Andrew Bynum's Latest Setback Will Torpedo Sixers' Chances to Contend
Can you hear that?
We'd all be lying if we didn't say that we saw this coming. After weeks of waiting for the team to establish a timetable for Bynum's return, we'd be ignorant not to accept the obvious—Bynum wasn't setting foot on the hardwood anytime in the near future.
And now, the elephant in Philadelphia's locker room has spoken. That's right, the Sixers finally announced (via Yahoo! Sports) what we all pretty much already knew:
Philadelphia 76ers center Andrew Bynum will miss at least five more weeks because of a bone bruise in his right knee and may not play in a game until early January.
When Bynum was hurt in mid-September, the team initially hoped its newly acquired star would be ready for the season opener Oct. 31. Late last month, though, the Sixers said he was out indefinitely.
Again, this comes has no surprise. After all, if there had been good news to share, the team would have divulged it long ago.
Yet the Sixers didn't because there wasn't anything to tell. Nothing to offer that wouldn't erase Philadelphia's championship push, that is.
You see, after acquiring Bynum—who is indisputably the second-best center in the NBA—the Sixers became an instant powerhouse. He would be able to compress defenses the way that Elton Brand and Spencer Hawes never could, creating opportunities and opening lanes for guys like Jrue Holiday—among others—that Andre Iguodala never did.
And such a bold proclamation was fine back then. But not anymore.
Without Bynum, the Sixers are still a stingy defensive team. They're allowing just 88.33 points per game, second-best in the league. They're a talented, deep bunch without him as well. Guys like Spencer Hawes, Thaddeus Young, Nick Young and Evan Turner haven't exactly turned heads, but we understand what they bring to the court on a good night. Plus, there's Jrue Holiday, who has been a stud in Bynum's absence.
But that's enough to make the playoffs, not fuel a championship a run. The Sixers currently have the 27th-ranked offense in the league, averaging just 88.67 points per bout. That's given them a win differential of just 0.34 points—essentially nothing.
So yeah, they're keeping their heads above .500. For now. How much longer is that going to last, though?
You can't contend for a championship by just barely winning and never exuding dominance.
Which is where Bynum was supposed to come in. He was supposed to be that star presence in the post, the franchise star that carried this team on both ends of the floor.

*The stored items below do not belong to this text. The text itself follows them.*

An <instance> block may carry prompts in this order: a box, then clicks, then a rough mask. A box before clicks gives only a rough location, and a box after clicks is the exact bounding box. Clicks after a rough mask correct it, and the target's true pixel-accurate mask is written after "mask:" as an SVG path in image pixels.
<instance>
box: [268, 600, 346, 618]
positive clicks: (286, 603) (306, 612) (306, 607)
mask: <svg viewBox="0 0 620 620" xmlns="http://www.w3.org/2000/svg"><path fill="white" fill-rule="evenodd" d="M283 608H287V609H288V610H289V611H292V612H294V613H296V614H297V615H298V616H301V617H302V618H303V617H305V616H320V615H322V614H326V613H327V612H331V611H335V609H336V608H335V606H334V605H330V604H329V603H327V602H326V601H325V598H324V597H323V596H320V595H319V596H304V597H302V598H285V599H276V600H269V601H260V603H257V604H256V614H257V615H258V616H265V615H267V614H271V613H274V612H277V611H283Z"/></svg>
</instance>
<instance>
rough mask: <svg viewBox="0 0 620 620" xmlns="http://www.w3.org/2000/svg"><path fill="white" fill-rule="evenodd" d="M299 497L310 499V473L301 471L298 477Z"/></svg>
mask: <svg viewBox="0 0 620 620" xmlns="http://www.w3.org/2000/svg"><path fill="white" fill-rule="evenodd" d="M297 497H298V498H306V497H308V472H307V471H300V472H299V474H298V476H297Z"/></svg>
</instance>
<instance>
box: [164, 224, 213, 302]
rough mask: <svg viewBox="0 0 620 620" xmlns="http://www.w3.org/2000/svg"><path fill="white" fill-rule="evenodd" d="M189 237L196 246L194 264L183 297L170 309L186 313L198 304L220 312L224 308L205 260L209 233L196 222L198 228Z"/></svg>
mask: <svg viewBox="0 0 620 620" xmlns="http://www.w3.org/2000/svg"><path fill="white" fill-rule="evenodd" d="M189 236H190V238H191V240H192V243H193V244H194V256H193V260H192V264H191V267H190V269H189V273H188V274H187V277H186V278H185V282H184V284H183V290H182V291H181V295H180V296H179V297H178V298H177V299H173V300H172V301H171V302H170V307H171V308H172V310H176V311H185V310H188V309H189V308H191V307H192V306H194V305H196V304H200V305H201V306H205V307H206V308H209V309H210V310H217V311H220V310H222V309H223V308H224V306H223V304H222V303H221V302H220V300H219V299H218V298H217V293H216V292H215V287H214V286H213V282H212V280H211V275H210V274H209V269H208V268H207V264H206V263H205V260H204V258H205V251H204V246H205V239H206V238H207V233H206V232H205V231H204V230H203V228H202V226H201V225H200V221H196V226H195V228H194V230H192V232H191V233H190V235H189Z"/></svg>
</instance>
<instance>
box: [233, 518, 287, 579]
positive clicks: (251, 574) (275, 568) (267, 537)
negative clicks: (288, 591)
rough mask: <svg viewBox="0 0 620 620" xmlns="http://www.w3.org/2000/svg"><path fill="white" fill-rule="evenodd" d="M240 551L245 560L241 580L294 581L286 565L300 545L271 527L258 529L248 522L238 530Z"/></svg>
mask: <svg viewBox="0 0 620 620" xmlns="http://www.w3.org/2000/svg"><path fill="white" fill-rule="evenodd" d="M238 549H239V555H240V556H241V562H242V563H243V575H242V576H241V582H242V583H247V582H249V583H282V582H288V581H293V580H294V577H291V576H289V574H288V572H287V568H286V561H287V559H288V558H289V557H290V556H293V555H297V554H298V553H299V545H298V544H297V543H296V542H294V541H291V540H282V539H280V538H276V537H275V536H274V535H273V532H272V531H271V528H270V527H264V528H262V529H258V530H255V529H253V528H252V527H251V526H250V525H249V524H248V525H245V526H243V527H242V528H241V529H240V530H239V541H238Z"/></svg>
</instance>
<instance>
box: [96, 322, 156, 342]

He's no longer a symbol of hope, but rather an indication of all that continues to go wrong for the Sixers.
Bynum has already missed six games, and if he won't be fit to return until January 1, he'll miss another 30 contests, 18 of which come against legitimate playoff hopefuls.
Without someone to intimidate the masses, how well are we to expect Philadelphia to perform during this stretch? Better yet, once Bynum is in game shape, how long will it take for him to become acclimated to his new teammates?
How far with the 76ers go this season?
You see, the Sixers aren't just facing another 30 games of Bynum-less basketball, they're facing that plus at least another month of growing pains.
On paper, Bynum transformed this team into a contender overnight, but in reality, it takes time to build a rapport with one's teammates. Just ask the Los Angeles Lakers. Or Miami Heat. Or Denver Nuggets. Or even the Oklahoma City Thunder.
It doesn't matter if a team is integrating a bevy of star talents or just one superstar into its game plan. No matter the amount, whenever a franchise pillar is involved, these things take time.
Which is a luxury that Philadelphia isn't afforded. Because not only are the Sixers not a contender without Bynum, but upon his return, they instantly have to reestablish their identity. And a championship-pedigree identity isn't about to actualize itself in time for the Sixers to make a legitimate championship push. Not this season, anyway.
But perhaps maybe next year.
If the state of Bynum's knee permits a new contract, that is.